The Delhi High Court on Thursday dismissed criminal revision petitions filed by Uphaar cinema hall owners, Sushil Ansal and Gopal Ansal, and two others challenging their summoning by an Additional Chief Metropolitan Magistrate (ACMM) here in a case of tampering of evidence in the Uphaar fire tragedy case of 1997.
Justice S. Muralidhar of the Court also imposed a cost of Rs.25,000 on each of the petitioners.
The two other petitioners were Dharamvir Malhotra and Prem Prakash Batra. They were employees of the Ansals at the time of the tragedy.
Dismissing the four petitions, Justice Muralidhar said: “This Court does not find any merit in any of the petitions. Each of the petitions is accordingly dismissed with a cost of Rs.25,000 each.”

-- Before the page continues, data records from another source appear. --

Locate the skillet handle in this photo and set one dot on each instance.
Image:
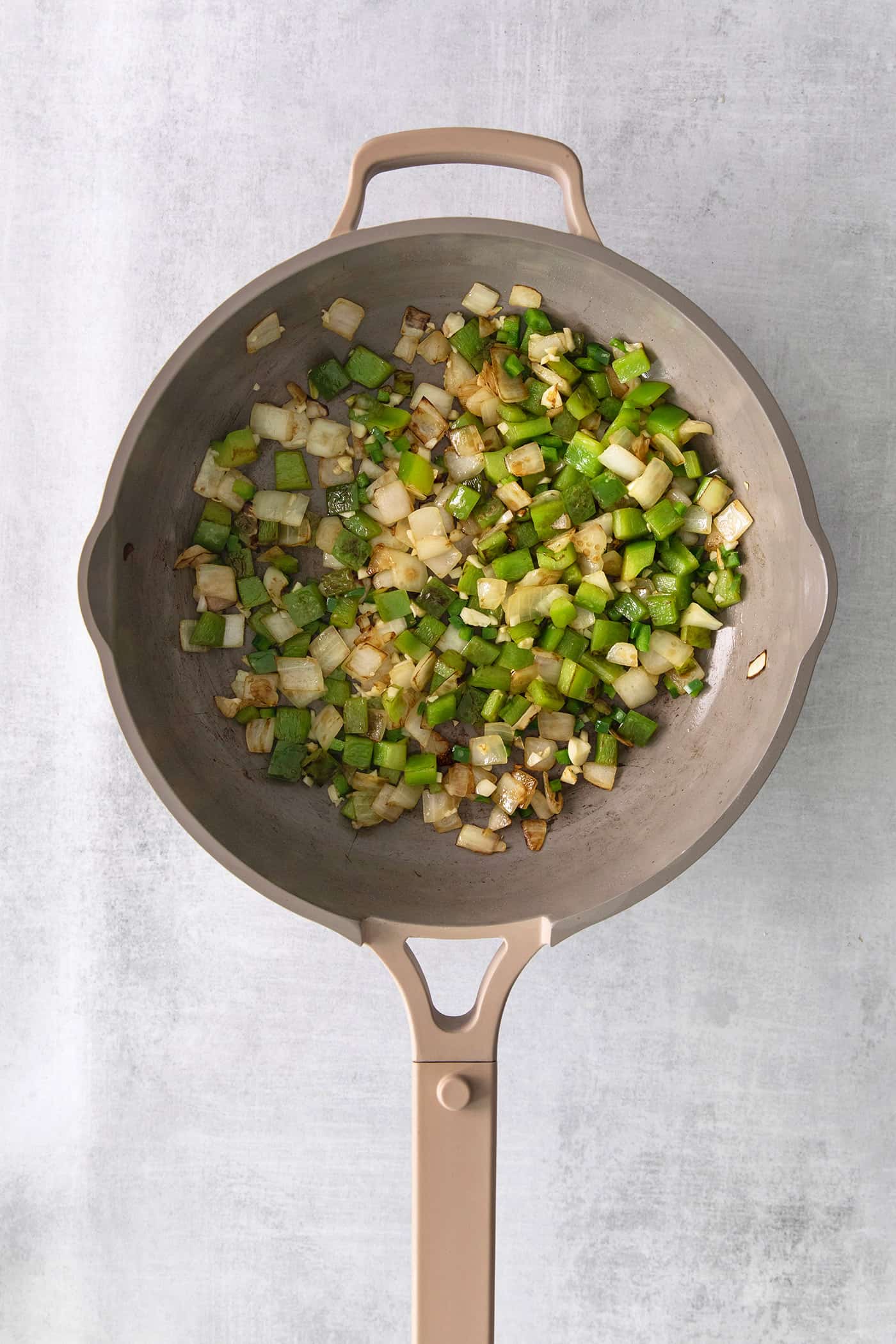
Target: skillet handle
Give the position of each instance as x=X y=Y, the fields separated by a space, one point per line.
x=454 y=1130
x=468 y=145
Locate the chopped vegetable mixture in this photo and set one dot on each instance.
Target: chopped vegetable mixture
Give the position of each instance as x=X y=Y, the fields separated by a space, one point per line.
x=504 y=586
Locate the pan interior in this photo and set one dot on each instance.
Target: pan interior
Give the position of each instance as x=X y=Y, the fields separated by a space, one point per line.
x=606 y=844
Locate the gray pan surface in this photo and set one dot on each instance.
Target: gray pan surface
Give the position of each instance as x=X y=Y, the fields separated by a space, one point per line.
x=607 y=850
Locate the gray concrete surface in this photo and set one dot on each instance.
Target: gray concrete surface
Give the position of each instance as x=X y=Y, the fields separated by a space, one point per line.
x=203 y=1101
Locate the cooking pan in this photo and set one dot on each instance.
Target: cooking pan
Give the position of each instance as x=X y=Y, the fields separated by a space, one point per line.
x=386 y=886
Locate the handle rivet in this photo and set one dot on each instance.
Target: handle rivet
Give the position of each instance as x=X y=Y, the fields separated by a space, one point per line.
x=453 y=1092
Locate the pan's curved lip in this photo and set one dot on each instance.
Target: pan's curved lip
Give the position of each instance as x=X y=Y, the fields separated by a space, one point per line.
x=414 y=227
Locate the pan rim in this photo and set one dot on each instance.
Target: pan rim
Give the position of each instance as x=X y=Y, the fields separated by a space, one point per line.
x=325 y=250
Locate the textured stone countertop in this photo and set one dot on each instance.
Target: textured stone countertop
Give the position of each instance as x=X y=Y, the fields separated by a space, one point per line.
x=205 y=1101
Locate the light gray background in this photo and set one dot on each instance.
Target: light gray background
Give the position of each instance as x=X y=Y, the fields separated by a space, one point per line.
x=203 y=1100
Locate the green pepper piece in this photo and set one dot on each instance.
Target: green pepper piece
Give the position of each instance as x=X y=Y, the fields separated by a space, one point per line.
x=367 y=369
x=327 y=380
x=417 y=474
x=632 y=365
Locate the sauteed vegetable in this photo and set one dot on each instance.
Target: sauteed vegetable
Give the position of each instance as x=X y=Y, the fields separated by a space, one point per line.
x=520 y=552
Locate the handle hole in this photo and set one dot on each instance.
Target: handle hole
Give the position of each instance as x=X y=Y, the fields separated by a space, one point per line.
x=454 y=970
x=436 y=191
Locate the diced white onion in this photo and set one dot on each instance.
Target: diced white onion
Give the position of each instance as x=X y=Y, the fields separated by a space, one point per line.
x=555 y=724
x=264 y=332
x=523 y=296
x=464 y=468
x=453 y=324
x=435 y=348
x=327 y=726
x=458 y=372
x=330 y=650
x=648 y=488
x=579 y=750
x=280 y=507
x=301 y=680
x=186 y=629
x=696 y=519
x=634 y=687
x=327 y=438
x=280 y=627
x=480 y=299
x=488 y=750
x=623 y=653
x=328 y=530
x=600 y=774
x=491 y=593
x=388 y=500
x=260 y=735
x=426 y=522
x=216 y=581
x=524 y=460
x=333 y=471
x=696 y=614
x=438 y=397
x=364 y=662
x=653 y=663
x=479 y=840
x=343 y=316
x=621 y=461
x=732 y=523
x=539 y=753
x=668 y=646
x=527 y=602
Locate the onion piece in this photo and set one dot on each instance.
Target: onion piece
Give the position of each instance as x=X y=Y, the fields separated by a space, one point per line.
x=523 y=296
x=453 y=324
x=260 y=735
x=464 y=468
x=343 y=316
x=186 y=630
x=696 y=614
x=301 y=680
x=388 y=500
x=648 y=488
x=280 y=507
x=515 y=789
x=335 y=471
x=634 y=687
x=488 y=750
x=480 y=840
x=264 y=333
x=524 y=460
x=458 y=372
x=328 y=438
x=539 y=753
x=216 y=581
x=696 y=519
x=668 y=646
x=364 y=662
x=437 y=397
x=732 y=523
x=328 y=530
x=535 y=832
x=625 y=655
x=327 y=726
x=480 y=299
x=758 y=664
x=621 y=461
x=435 y=348
x=330 y=650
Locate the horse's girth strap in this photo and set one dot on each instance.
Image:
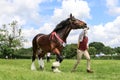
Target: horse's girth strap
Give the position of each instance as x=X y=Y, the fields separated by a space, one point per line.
x=54 y=34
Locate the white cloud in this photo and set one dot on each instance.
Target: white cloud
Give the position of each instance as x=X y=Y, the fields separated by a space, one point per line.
x=79 y=8
x=25 y=10
x=113 y=7
x=109 y=33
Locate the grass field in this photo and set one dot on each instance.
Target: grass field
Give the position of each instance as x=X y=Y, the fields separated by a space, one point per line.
x=19 y=69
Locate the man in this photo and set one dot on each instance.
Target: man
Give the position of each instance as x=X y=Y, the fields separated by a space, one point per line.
x=82 y=50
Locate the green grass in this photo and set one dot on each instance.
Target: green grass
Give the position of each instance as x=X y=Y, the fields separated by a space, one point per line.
x=19 y=69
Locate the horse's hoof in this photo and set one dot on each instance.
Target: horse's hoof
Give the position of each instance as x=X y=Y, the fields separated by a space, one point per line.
x=41 y=68
x=56 y=70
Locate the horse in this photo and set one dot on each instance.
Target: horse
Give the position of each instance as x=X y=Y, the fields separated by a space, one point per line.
x=54 y=42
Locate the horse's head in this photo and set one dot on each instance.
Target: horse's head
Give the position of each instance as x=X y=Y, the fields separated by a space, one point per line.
x=76 y=23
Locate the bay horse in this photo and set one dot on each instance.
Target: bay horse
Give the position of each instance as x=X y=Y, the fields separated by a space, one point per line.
x=54 y=42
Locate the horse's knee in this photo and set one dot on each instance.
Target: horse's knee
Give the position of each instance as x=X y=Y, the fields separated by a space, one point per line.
x=59 y=58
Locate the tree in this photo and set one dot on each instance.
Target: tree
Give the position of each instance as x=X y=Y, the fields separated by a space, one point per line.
x=117 y=50
x=10 y=38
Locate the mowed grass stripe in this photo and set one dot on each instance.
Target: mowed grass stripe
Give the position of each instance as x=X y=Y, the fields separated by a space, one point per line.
x=19 y=69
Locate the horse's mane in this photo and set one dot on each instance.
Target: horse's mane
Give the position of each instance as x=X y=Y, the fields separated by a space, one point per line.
x=61 y=25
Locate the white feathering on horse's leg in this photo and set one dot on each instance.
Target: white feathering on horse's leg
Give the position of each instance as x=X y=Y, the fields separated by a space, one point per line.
x=41 y=63
x=33 y=66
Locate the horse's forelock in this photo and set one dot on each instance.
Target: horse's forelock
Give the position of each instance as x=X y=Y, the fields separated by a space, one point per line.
x=62 y=24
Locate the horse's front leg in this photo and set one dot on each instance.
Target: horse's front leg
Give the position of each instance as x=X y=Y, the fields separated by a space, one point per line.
x=59 y=59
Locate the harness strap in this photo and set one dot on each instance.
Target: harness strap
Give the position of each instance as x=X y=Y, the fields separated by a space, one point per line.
x=54 y=34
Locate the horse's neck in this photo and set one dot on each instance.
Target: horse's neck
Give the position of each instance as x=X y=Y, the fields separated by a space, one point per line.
x=63 y=33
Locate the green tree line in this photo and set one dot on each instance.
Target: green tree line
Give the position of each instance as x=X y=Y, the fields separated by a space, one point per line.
x=11 y=44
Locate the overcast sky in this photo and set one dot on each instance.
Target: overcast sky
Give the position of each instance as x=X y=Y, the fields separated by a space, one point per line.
x=41 y=16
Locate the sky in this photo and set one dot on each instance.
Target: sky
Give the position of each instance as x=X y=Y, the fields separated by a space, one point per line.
x=41 y=16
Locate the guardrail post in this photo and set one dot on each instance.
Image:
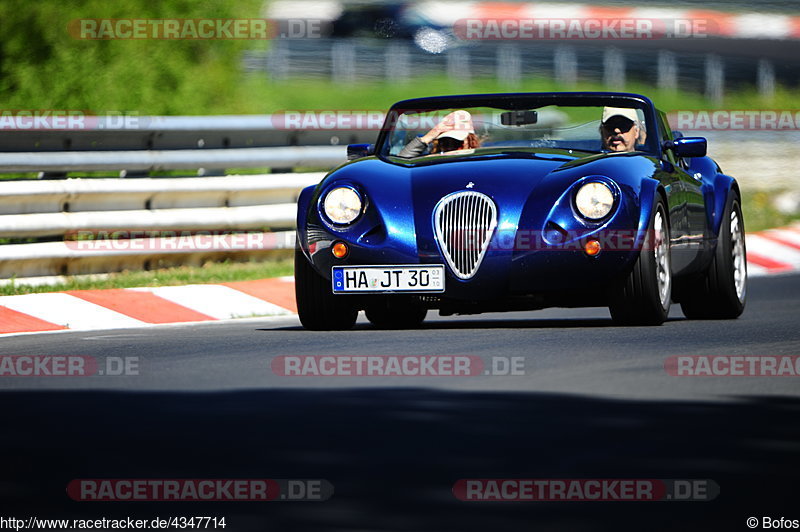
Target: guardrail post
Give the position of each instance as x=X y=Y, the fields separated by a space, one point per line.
x=458 y=64
x=613 y=69
x=343 y=62
x=397 y=62
x=667 y=71
x=277 y=60
x=715 y=78
x=565 y=66
x=766 y=79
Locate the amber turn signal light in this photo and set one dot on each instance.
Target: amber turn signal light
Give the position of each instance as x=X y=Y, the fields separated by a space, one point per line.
x=339 y=250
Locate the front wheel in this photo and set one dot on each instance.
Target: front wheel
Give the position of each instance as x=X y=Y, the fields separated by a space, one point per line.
x=644 y=296
x=721 y=292
x=319 y=309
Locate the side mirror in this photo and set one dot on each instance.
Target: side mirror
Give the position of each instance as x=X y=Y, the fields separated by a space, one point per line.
x=688 y=146
x=357 y=151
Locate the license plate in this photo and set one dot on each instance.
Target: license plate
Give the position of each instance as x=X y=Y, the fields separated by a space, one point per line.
x=402 y=278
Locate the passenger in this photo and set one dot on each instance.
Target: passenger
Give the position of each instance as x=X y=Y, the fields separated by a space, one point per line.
x=454 y=132
x=621 y=130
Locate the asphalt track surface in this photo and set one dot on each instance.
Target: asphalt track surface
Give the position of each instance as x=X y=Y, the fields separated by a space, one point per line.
x=595 y=402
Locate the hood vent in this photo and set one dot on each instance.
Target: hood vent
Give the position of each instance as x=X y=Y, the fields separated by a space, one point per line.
x=465 y=222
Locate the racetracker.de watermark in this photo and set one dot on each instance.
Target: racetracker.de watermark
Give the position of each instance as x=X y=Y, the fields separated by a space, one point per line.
x=396 y=366
x=192 y=29
x=67 y=120
x=200 y=489
x=628 y=28
x=140 y=240
x=736 y=120
x=733 y=365
x=575 y=490
x=67 y=366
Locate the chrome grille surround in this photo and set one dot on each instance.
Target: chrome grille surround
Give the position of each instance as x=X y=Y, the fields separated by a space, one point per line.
x=464 y=223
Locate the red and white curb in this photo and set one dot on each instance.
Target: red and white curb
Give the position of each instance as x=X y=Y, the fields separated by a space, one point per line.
x=138 y=307
x=773 y=251
x=769 y=252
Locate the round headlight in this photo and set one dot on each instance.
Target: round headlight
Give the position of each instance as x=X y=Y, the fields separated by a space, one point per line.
x=594 y=200
x=342 y=205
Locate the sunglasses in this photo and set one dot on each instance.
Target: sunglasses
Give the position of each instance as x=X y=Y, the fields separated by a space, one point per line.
x=623 y=124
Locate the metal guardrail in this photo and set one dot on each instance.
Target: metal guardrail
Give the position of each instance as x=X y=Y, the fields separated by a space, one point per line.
x=156 y=220
x=57 y=208
x=157 y=160
x=91 y=209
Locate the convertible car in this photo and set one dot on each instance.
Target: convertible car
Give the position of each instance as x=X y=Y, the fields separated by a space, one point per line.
x=539 y=211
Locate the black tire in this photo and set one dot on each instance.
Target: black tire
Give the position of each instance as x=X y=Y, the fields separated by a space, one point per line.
x=720 y=293
x=644 y=295
x=395 y=312
x=318 y=307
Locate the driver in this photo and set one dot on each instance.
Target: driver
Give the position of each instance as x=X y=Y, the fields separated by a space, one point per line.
x=621 y=130
x=454 y=132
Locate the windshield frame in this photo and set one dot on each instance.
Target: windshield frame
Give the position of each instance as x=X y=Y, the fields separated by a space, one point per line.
x=524 y=101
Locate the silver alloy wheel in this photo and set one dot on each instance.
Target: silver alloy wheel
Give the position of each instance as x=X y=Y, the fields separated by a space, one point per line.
x=738 y=256
x=663 y=270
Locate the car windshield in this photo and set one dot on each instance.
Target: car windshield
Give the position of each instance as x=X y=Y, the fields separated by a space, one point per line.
x=565 y=127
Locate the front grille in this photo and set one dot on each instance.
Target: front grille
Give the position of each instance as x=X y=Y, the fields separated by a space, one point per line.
x=465 y=222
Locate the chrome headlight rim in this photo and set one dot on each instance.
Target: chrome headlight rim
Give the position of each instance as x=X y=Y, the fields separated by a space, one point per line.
x=342 y=222
x=582 y=211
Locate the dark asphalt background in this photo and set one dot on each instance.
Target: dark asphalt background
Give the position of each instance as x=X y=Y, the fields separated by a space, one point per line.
x=595 y=403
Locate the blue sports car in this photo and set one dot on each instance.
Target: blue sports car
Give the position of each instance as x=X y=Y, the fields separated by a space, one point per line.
x=497 y=202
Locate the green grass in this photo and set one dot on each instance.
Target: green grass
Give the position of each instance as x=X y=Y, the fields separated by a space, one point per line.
x=209 y=273
x=760 y=214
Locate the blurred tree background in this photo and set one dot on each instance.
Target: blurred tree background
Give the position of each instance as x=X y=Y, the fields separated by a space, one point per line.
x=42 y=66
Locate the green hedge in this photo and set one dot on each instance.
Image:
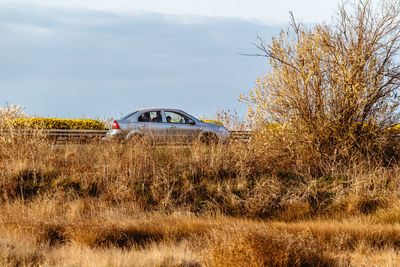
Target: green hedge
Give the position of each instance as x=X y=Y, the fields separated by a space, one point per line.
x=54 y=123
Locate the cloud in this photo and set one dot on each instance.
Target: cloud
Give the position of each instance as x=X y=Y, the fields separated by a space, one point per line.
x=94 y=63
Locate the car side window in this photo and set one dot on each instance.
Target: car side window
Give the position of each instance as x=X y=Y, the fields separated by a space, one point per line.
x=151 y=116
x=173 y=117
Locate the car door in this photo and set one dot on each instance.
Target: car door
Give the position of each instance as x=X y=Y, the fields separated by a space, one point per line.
x=150 y=124
x=181 y=128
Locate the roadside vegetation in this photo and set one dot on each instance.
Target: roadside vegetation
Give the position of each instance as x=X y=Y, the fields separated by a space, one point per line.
x=317 y=185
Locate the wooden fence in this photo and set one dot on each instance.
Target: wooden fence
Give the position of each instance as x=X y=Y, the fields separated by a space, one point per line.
x=61 y=136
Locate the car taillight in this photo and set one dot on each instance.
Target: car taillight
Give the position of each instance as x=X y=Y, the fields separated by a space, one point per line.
x=115 y=125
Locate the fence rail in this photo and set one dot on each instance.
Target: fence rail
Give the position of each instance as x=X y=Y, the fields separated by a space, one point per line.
x=86 y=135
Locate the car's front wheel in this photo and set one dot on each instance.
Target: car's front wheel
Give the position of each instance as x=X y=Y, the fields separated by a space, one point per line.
x=209 y=138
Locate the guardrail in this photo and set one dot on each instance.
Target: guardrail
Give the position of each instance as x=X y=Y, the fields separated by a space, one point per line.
x=86 y=135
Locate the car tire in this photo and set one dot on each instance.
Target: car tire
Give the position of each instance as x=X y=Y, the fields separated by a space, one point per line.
x=209 y=138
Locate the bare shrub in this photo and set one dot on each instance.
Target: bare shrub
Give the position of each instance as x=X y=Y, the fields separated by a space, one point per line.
x=333 y=87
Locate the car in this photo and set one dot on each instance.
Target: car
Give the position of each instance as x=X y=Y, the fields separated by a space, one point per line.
x=166 y=125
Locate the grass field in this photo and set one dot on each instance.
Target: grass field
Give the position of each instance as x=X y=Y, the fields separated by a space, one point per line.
x=111 y=204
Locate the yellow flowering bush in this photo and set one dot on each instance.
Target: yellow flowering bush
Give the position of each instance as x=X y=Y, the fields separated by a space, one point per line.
x=54 y=123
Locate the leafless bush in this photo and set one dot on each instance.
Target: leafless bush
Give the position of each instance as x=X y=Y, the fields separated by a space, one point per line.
x=333 y=88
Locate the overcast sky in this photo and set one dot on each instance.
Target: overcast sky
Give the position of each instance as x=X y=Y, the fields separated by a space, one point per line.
x=102 y=58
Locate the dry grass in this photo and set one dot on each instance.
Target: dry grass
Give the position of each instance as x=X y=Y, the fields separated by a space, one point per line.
x=110 y=204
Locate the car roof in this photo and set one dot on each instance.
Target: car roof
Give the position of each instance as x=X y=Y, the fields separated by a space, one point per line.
x=158 y=108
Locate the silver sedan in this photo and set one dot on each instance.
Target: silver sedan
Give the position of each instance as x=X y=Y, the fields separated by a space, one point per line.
x=167 y=125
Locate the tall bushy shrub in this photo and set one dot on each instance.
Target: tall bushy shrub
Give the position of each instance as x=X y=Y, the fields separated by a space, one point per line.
x=332 y=88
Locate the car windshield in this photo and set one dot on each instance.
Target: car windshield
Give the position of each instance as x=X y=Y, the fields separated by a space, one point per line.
x=152 y=116
x=174 y=117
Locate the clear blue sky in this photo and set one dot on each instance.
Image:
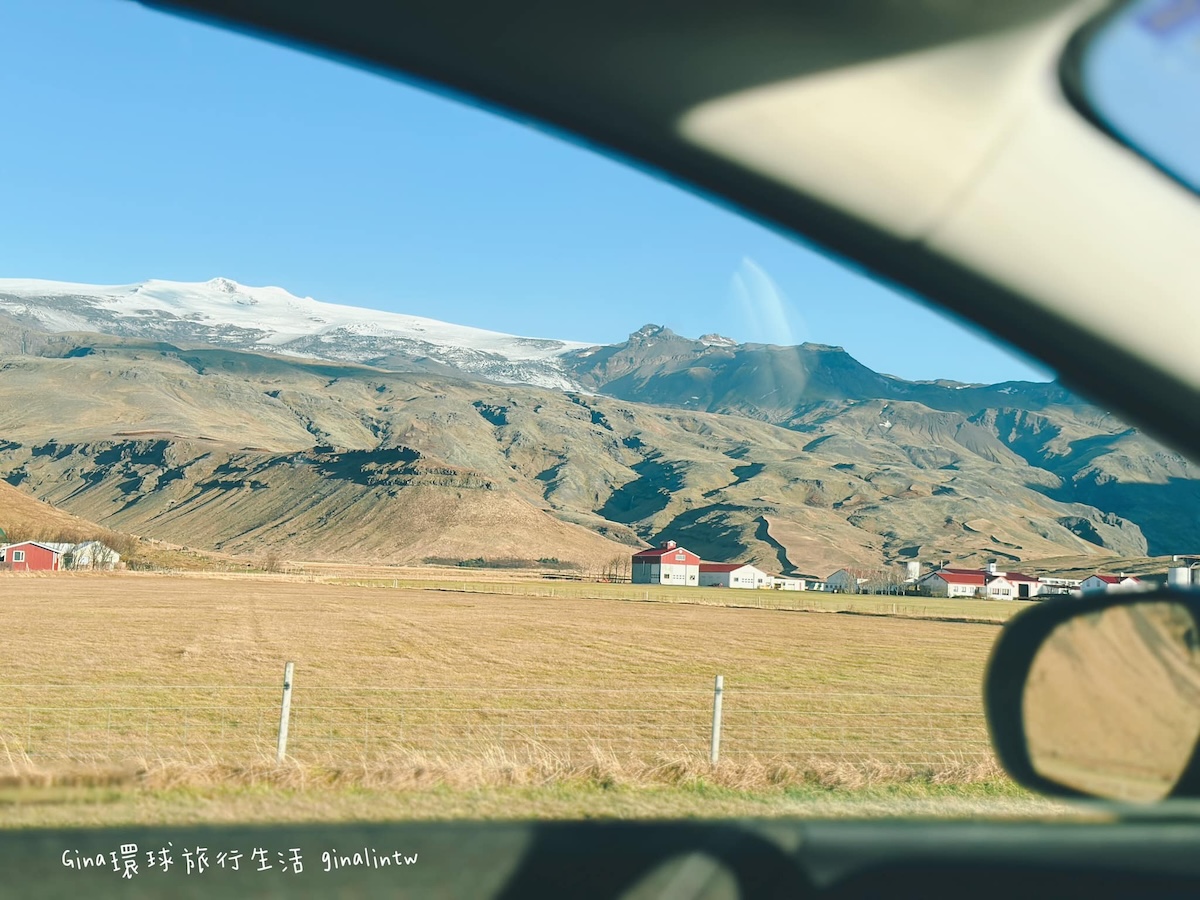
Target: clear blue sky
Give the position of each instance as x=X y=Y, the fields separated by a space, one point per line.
x=138 y=145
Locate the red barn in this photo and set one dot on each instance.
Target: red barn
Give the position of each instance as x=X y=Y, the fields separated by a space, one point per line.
x=666 y=564
x=30 y=557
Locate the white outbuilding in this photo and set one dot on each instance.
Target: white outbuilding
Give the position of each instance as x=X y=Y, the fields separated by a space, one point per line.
x=733 y=575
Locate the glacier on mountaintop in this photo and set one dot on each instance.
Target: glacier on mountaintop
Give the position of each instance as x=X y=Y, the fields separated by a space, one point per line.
x=223 y=312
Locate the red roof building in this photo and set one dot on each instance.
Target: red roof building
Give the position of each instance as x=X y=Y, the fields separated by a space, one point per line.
x=30 y=557
x=666 y=564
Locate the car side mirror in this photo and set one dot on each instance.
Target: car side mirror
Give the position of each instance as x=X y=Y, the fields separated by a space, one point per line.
x=1099 y=696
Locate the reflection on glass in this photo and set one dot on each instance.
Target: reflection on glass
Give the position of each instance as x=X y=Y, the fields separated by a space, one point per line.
x=1113 y=701
x=1140 y=75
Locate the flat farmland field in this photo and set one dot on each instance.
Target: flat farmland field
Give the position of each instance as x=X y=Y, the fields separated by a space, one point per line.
x=139 y=687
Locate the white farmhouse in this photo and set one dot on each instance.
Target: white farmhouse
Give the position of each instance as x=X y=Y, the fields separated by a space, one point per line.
x=780 y=582
x=733 y=575
x=1093 y=583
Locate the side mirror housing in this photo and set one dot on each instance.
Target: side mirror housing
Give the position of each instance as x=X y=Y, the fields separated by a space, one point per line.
x=1099 y=696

The Court directed the petitioners to pay the costs to the Delhi Government within four weeks from the pronouncement of the judgment.
Taking cognisance of a supplementary charge-sheet filed by the Economic Offences Wing of the Delhi police in January last year for allegedly removing, tampering and mutilating important documents of the Uphaar fire tragedy case in conspiracy with a clerk in a trial court here in 2003, ACMM had summoned the Ansals and other accused in the case.
The investigating agency charge-sheeted them under Sections 120-B (criminal conspiracy), 201 (causing disappearance of evidence or giving false information to screen offenders) and 409 (criminal breach of trust) of the Indian Penal Code.
The other accused who are being prosecuted in the case are H.S. Panwar and Anoop Singh.
The charge-sheet said that court clerk Dinesh Chand Sharma was the henchman of the Ansals. They had entered into a conspiracy with him for tampering with the evidence. The charge was prima facie made out against the Ansals on the ground that Prem Prakash Batra had got the clerk a job following his dismissal from the court service at twice the normal salary in A-Plus Security Agency which also provided security services to a company under the control of the Ansals, the charge-sheet said.
Sushil Ansal also provided a job to accused H.S. Panwar, a former Delhi Fire Service employee, in his company, Sushant Estate, after his retirement.
“Evidence has come on record to prove that accused Panwar has committed serious acts of commission and omission during his service by rendering services to the Ansals,” the charge-sheet said.
The EOW had registered the case in 2006 on a Delhi High Court direction on a petition by Association of the Victims of Uphaar Tragedy convener Neelam Krishnamurthy.
The removal and tampering with the papers came to light when the public prosecutor in the fire tragedy case had in 2003 noticed that several important documents filed along with the charge-sheet were missing from the court record or had been tampered with or mutilated by tearing off certain portions or sprinkling ink on them.
The prosecutor had brought this to the notice of the court. The court had ordered an inquiry into it and later ordered dismissal of the clerk on the basis of the probe report.